Ha dicho Martino que se identifica con el juego del Barça, una declaración de intenciones constatable en su paso por Newell’s, y que se siente fascinado por Leo Messi. Al entrenador de Rosario le mueve la admiración hacia el fútbol azulgrana y su figura, necesitados de regeneración y evolución más que de un cambio de orientación. El Barcelona no requiere de un número 1 como José Mourinho, y menos de un interino, ni tampoco de un técnico con látigo o por el contrario que tenga la admirable capacidad camaleónica de Carlo Ancelotti, sino que precisa de un entrenador dispuesto a continuar la faena de Pep Guardiola y Tito Vilanova. La duda está en saber si el club sabrá triunfar sin uno de los suyos en el banquillo del Camp Nou.

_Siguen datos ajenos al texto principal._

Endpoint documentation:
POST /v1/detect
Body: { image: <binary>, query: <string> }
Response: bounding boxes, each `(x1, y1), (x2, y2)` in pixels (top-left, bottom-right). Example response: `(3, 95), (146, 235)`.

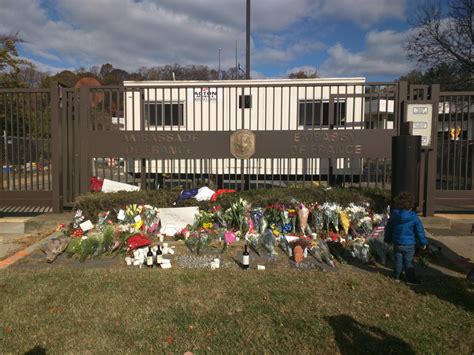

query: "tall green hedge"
(75, 188), (390, 222)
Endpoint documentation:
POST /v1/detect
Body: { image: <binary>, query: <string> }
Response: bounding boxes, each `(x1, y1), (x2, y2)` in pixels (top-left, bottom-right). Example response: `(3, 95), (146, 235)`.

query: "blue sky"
(0, 0), (444, 81)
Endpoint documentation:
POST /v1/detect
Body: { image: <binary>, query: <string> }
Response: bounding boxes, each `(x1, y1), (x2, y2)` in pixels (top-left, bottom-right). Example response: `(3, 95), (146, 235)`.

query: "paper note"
(117, 210), (125, 221)
(160, 207), (199, 235)
(79, 219), (94, 232)
(101, 179), (140, 192)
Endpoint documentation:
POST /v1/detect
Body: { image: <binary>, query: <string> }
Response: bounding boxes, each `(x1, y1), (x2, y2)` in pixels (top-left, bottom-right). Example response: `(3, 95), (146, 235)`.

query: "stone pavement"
(0, 213), (72, 261)
(0, 213), (474, 276)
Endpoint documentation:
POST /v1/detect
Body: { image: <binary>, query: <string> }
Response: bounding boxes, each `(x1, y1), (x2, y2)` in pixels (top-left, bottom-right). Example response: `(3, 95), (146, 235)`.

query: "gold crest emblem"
(230, 129), (255, 159)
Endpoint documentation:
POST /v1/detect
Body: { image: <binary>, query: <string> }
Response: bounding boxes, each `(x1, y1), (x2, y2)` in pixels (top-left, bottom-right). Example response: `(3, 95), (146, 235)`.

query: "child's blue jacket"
(384, 210), (428, 246)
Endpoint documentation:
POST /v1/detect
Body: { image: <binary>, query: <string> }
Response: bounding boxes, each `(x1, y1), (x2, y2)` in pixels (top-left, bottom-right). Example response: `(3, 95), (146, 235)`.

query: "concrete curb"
(0, 231), (62, 270)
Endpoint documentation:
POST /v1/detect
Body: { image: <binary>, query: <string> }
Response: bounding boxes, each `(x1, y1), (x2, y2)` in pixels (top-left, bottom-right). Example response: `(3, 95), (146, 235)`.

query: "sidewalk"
(0, 213), (72, 260)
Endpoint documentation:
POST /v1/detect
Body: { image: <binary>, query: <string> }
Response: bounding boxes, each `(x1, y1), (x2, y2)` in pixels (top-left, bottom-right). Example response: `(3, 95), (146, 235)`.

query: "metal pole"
(2, 130), (13, 190)
(217, 48), (221, 80)
(235, 40), (239, 80)
(245, 0), (250, 80)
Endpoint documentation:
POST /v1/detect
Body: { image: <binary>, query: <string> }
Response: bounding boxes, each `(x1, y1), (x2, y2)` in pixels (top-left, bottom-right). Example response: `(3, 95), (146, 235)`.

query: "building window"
(145, 102), (184, 126)
(298, 100), (346, 127)
(239, 95), (252, 108)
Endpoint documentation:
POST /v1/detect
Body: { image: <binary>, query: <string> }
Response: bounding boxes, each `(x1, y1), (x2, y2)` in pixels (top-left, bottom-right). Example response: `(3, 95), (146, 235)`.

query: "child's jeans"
(393, 244), (415, 281)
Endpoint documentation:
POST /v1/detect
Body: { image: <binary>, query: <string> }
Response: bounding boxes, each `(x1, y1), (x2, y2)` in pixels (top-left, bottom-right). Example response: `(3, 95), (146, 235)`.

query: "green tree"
(405, 0), (474, 89)
(288, 70), (319, 79)
(0, 34), (33, 88)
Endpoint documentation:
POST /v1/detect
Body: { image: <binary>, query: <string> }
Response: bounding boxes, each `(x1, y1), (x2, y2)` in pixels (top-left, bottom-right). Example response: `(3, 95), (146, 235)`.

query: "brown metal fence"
(0, 89), (52, 205)
(0, 79), (474, 211)
(436, 92), (474, 204)
(62, 82), (398, 205)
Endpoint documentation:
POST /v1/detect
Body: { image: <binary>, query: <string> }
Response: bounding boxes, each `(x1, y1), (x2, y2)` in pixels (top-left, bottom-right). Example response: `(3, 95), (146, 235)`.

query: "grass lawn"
(0, 265), (474, 354)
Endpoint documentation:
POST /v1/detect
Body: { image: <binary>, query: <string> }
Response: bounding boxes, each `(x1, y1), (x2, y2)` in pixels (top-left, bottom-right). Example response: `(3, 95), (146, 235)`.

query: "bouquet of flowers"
(321, 202), (342, 232)
(250, 208), (267, 233)
(226, 198), (252, 234)
(96, 211), (112, 232)
(262, 204), (284, 229)
(344, 203), (368, 221)
(349, 238), (370, 263)
(318, 239), (336, 267)
(184, 231), (211, 255)
(143, 205), (160, 234)
(261, 229), (277, 256)
(298, 203), (311, 235)
(310, 204), (324, 234)
(245, 234), (260, 256)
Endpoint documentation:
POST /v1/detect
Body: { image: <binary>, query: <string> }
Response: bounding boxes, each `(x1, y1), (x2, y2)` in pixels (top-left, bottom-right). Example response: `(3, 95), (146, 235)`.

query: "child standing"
(384, 192), (428, 284)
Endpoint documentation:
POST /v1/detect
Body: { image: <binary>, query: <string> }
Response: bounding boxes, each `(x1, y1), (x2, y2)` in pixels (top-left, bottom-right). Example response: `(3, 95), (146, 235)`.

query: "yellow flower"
(133, 220), (143, 230)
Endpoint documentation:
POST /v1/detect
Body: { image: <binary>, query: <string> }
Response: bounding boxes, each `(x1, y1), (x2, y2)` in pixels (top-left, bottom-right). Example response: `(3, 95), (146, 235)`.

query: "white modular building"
(121, 77), (378, 182)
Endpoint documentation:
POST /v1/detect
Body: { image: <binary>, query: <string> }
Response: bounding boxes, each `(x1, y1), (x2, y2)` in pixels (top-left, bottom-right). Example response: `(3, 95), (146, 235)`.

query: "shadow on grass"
(348, 252), (474, 312)
(325, 314), (415, 355)
(24, 345), (46, 355)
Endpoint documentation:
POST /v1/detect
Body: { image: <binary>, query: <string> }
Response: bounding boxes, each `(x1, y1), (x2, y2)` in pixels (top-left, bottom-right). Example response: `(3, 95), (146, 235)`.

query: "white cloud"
(253, 40), (325, 64)
(314, 0), (406, 27)
(321, 31), (414, 77)
(0, 0), (406, 70)
(285, 65), (319, 76)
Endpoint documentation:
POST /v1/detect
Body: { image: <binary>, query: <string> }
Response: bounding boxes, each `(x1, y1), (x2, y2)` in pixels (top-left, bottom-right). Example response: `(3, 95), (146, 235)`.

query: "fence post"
(76, 86), (91, 195)
(423, 84), (440, 217)
(50, 81), (63, 213)
(395, 81), (408, 135)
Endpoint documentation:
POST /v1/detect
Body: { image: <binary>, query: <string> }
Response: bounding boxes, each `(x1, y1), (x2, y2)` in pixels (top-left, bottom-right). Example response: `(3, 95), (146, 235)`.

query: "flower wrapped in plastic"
(344, 203), (368, 222)
(226, 198), (249, 234)
(72, 210), (84, 229)
(245, 234), (260, 256)
(95, 211), (112, 231)
(288, 208), (296, 234)
(310, 204), (324, 234)
(278, 236), (293, 258)
(357, 216), (373, 236)
(321, 202), (342, 232)
(250, 208), (266, 233)
(212, 205), (227, 229)
(350, 238), (370, 263)
(261, 229), (277, 256)
(184, 231), (211, 255)
(318, 239), (336, 267)
(298, 203), (311, 235)
(308, 239), (323, 263)
(339, 211), (351, 235)
(143, 205), (160, 234)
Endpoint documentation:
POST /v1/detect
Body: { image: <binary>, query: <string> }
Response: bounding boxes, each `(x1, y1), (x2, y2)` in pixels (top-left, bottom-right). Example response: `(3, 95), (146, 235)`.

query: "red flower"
(72, 228), (84, 238)
(89, 176), (104, 192)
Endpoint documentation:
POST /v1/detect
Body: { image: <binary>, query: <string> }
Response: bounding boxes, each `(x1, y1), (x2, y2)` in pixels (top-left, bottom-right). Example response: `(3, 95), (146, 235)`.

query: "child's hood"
(392, 210), (416, 224)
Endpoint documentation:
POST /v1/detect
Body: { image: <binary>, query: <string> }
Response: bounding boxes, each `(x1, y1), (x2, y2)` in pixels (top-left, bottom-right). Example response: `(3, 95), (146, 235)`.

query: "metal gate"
(0, 79), (474, 214)
(436, 92), (474, 205)
(61, 81), (399, 206)
(0, 89), (57, 206)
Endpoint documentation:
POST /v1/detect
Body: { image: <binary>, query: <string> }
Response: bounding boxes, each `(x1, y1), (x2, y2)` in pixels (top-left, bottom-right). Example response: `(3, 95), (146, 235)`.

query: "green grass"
(0, 266), (474, 354)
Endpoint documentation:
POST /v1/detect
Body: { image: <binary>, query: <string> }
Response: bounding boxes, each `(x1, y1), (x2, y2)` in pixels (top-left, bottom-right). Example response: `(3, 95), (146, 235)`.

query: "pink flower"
(224, 232), (236, 244)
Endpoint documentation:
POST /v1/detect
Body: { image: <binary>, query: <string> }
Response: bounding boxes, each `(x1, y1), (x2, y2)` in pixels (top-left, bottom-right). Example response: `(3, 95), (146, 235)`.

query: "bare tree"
(405, 0), (474, 82)
(288, 69), (319, 79)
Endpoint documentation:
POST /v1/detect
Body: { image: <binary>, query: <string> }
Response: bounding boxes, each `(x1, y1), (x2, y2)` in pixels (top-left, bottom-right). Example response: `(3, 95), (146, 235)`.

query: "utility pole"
(217, 48), (221, 80)
(245, 0), (250, 80)
(235, 40), (239, 80)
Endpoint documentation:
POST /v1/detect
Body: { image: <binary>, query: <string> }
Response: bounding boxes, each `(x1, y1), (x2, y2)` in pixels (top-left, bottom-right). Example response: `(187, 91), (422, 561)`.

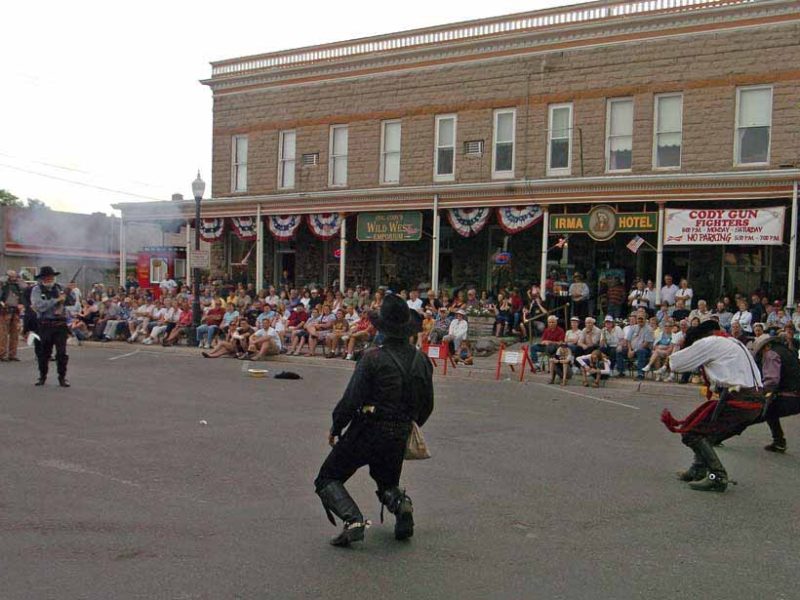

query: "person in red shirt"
(530, 315), (566, 364)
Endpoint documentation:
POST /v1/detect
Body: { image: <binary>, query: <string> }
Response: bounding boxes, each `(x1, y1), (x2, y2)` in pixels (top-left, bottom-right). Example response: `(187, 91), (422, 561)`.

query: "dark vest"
(771, 344), (800, 393)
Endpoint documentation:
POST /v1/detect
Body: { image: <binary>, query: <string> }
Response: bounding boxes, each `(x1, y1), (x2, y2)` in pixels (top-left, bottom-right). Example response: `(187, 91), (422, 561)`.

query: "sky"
(0, 0), (571, 214)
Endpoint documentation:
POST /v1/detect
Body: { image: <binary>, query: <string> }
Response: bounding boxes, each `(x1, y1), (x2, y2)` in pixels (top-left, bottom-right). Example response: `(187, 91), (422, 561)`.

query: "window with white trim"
(328, 125), (347, 187)
(547, 103), (572, 175)
(433, 115), (458, 181)
(653, 94), (683, 169)
(380, 121), (401, 183)
(231, 135), (247, 192)
(278, 131), (297, 189)
(606, 98), (633, 172)
(492, 108), (517, 179)
(733, 86), (772, 165)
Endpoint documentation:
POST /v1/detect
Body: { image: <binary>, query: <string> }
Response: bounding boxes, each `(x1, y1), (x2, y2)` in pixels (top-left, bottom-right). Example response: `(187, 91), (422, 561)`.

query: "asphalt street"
(0, 344), (800, 600)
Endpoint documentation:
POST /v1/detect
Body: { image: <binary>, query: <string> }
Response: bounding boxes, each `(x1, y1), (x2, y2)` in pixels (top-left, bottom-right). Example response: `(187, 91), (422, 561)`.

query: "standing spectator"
(661, 275), (678, 306)
(569, 273), (590, 319)
(628, 316), (655, 381)
(606, 277), (627, 319)
(530, 315), (565, 364)
(675, 277), (694, 310)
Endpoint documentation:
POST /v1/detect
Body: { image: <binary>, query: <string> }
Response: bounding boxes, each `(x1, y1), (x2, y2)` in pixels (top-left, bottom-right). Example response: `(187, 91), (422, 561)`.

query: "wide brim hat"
(36, 266), (61, 279)
(684, 319), (720, 348)
(370, 294), (422, 338)
(750, 333), (775, 355)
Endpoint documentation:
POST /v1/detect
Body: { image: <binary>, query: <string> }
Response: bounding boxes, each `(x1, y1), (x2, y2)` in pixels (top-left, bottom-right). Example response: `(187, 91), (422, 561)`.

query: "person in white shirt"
(661, 320), (764, 492)
(442, 309), (469, 352)
(675, 278), (694, 310)
(661, 275), (678, 306)
(731, 300), (753, 335)
(406, 289), (422, 313)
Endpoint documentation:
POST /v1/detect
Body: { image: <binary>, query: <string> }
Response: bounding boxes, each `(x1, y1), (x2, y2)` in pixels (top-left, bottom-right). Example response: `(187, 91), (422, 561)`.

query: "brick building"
(120, 0), (800, 308)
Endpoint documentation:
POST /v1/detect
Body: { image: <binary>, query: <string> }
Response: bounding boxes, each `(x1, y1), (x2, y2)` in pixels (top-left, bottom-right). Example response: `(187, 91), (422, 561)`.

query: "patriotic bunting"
(267, 215), (303, 242)
(497, 204), (543, 234)
(447, 208), (492, 237)
(200, 219), (225, 242)
(231, 217), (257, 242)
(308, 213), (342, 240)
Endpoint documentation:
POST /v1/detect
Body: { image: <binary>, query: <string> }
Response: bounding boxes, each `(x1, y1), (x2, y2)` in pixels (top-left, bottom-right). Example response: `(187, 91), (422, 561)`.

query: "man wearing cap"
(752, 334), (800, 453)
(661, 320), (765, 492)
(31, 266), (71, 387)
(314, 294), (433, 546)
(0, 271), (25, 362)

Uno de los suyos significa “uno de los nuestros” en términos barcelonistas. La tarea no es sencilla. Guardiola acabó agotado y Vilanova enfermó de un cáncer que hoy le tiene ingresado en el Vall d’Hebron. Pep mató por Messi hasta que el 10 acabó con el entrenador y sus intermediarios y se entregó a Tito. El legado de Guardiola sigue hoy más vigente que nunca: haced que Messi sea feliz y corra como el que más. No es que Vilanova no le cuidara sino que en su exceso de mimo pareció que se olvidaba de exigir al 10. Recuperada la forma después de la lesión, reforzada su estrella ante la llegada de Neymar y satisfecho con Martino, ahora se trata de que Messi esté tan contento que no haga camarilla sino equipo y le lleve de nuevo a la victoria.

La mejor versión del 10 no siempre ha coincidido con la excelencia en el juego de equipo del Barça. El fútbol azulgrana ganó vértigo, gol y emoción con Vilanova y perdió belleza, sincronía y competitividad con respecto al de Guardiola. Puede que con Martino se imponga un regreso a los orígenes más que persistir en la evolución, sobre todo porque al nuevo entrenador le gustan los equipos que presionan, aquellos que salen jugando la pelota desde atrás y triangulan, capaces de hacerse anchos para acabar siendo profundos, tan cómodos en el juego interior como exterior. El despliegue será igual de importante que la recuperación de la competitividad, en la propia plantilla y ante los rivales, así como la gestión del talento, últimamente discutida.

Al Barça le cuesta absorber a las figuras de su cantera, no solo a los jugadores (Thiago Alcántara), sino también a los técnicos (Óscar García y Luis Enrique). La coyuntura ha llevado a Rosell hasta Martino al igual que en su día a Laporta no le quedó más remedio que encomendarse a Rijkaard. El holandés empezó hace 10 años con Ronaldinho y al argentino le aguarda Neymar. Uno acabó abatido por sus figuras y al otro le aguarda un equipo plagado de campeones. El club piensa que los egos se controlan mejor con un entrenador que entrene que con un domador. Lo contrario supondría que el Barça no ha generado un modelo y unos valores futbolísticos, así como un equipo de una excelente calidad humana, sino que habría parido unos monstruos que devoran a sus hijos. Así de fácil y de difícil es la faena que le espera a Martino.